What makes Simple Kaffa stand out is its ability to balance accessibility with excellence. You do not need technical knowledge to appreciate a cup here yet you can taste the care behind it. They occasionally serve extremely rare lots and once offered a cup valued at $635, a small detail that sparked global attention for what a single coffee experience could represent.

Fika Fika Cafe: light, clarity and quiet focus

15 minute drive from the Nangang Exhibition Centre

Fika Fika has become an anchor in Taipei’s specialty scene because it represents a very different interpretation of quality. Everything here feels built around light, space and calm. Instead of leaning into the intensity found in many specialty cafés, Fika Fika leans into comfort and clarity.

The brews are often described as clean and bright with flavours that stay honest to the beans. They avoid heaviness. They avoid noise. They let acidity feel natural rather than sharp. This approach has earned them praise not only from visitors but from local baristas who appreciate how difficult it is to execute clean flavour profiles consistently.

VWI by Chadwang: technique that speaks for itself

18 minute drive from the Nangang Exhibition Centre

VWI matters because it is one of the clearest expressions of technique in Taipei. Founded by Chad Wang, a World Brewers Cup Champion, the shop demonstrates a level of consistency that is difficult to maintain in a public setting.

Rufous Coffee: a steady presence people trust

17 minute drive from the Nangang Exhibition Centre

Rufous Coffee stands out because it is one of the most respected independent cafés in Taipei. It does not rely on trends or spectacle. It relies on the simple idea that a good cup served consistently can build a loyal community.

The shop has been around long enough to feel like part of the city’s structure. People speak about it with warmth. It has earned trust.

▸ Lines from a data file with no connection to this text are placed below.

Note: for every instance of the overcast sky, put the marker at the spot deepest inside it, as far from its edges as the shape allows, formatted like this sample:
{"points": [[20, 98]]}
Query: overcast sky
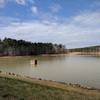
{"points": [[75, 23]]}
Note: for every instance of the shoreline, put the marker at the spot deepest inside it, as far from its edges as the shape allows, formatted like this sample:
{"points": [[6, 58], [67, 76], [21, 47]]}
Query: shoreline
{"points": [[50, 83], [68, 54]]}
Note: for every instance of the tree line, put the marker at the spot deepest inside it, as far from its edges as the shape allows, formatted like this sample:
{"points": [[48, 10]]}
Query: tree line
{"points": [[86, 49], [13, 47]]}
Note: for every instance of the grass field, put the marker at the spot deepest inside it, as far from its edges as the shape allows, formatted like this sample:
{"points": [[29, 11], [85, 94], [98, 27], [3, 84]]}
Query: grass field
{"points": [[13, 89]]}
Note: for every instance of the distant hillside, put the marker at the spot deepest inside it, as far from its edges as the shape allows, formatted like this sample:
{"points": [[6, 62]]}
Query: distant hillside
{"points": [[12, 47]]}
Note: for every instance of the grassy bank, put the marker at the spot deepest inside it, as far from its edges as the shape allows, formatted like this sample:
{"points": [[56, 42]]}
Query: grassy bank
{"points": [[21, 88]]}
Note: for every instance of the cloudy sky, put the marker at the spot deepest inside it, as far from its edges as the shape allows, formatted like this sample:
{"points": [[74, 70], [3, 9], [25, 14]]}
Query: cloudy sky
{"points": [[75, 23]]}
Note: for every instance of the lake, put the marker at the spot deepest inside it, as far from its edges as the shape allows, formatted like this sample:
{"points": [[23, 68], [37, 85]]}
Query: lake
{"points": [[79, 69]]}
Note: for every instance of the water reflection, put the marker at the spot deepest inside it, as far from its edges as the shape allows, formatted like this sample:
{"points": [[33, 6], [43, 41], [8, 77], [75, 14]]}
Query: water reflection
{"points": [[70, 69]]}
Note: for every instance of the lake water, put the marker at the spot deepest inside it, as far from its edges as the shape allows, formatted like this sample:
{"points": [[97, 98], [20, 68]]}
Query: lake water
{"points": [[84, 70]]}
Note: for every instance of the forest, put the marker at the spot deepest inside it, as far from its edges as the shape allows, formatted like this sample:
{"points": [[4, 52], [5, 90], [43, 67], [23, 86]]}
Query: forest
{"points": [[13, 47]]}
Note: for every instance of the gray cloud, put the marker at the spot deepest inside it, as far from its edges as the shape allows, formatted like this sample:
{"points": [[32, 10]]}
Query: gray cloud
{"points": [[78, 31]]}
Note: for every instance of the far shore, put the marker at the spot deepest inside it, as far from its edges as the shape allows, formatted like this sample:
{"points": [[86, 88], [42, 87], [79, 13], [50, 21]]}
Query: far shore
{"points": [[50, 83], [69, 54]]}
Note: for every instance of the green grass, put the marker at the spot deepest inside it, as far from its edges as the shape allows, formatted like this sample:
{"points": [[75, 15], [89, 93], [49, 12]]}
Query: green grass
{"points": [[12, 89]]}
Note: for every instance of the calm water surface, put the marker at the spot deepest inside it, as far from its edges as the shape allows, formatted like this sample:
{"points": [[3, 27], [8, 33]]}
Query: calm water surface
{"points": [[70, 69]]}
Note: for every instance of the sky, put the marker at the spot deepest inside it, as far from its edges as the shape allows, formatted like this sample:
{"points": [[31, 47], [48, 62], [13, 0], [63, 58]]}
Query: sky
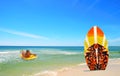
{"points": [[57, 22]]}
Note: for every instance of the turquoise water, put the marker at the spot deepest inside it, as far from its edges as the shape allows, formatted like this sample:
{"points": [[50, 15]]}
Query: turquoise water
{"points": [[49, 58]]}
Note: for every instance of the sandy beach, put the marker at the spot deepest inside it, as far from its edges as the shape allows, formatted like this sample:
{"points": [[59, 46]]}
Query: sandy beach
{"points": [[113, 69]]}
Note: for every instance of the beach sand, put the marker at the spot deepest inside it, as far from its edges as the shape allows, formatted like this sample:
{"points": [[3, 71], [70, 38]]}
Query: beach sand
{"points": [[113, 69]]}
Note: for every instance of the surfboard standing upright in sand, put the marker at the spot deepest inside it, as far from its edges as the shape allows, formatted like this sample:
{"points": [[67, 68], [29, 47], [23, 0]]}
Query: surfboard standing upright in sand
{"points": [[96, 49]]}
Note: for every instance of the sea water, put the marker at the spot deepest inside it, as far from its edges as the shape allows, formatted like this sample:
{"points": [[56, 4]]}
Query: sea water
{"points": [[48, 58]]}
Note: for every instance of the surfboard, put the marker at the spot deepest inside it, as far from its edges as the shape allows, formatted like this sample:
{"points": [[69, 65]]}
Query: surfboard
{"points": [[96, 49]]}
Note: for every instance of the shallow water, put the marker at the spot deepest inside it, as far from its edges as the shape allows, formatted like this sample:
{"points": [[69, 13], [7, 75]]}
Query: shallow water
{"points": [[49, 58]]}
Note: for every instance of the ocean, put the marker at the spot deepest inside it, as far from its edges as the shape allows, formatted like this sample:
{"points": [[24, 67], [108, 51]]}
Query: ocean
{"points": [[49, 58]]}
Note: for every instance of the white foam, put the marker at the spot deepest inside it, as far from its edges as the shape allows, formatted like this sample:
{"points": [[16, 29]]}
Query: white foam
{"points": [[54, 52], [46, 73]]}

All Day Roasting Company: A modern space with real energy

12 minute drive from the Nangang Exhibition Centre

All Day Roasting Company earns its praise because it understands how to combine specialty coffee with a sense of space and movement. It is one of the larger cafés on this list yet it does not lose the feeling of craft.

The shop roasts its own beans and offers a menu with enough range to satisfy both serious coffee drinkers and people discovering specialty for the first time.

Before you leave the city

Each of these shops reveals a different part of the city’s relationship with coffee. Simple Kaffa shows how far skill can go when it is shaped by discipline. Fika Fika shows how clarity can be a style of its own. VWI shows how technique can feel calm rather than stiff. Rufous shows how loyalty grows when a café never tries to impress you, only to serve you well. All Day shows how a big room can still protect the craft at the center of it.

By the time you leave you may realise that Taipei is not trying to prove anything to the world. It is simply doing the work. The city drinks coffee with confidence. It has earned that confidence through years of practice, detail and care.

The show will teach you what is new. These cafés will teach you what lasts.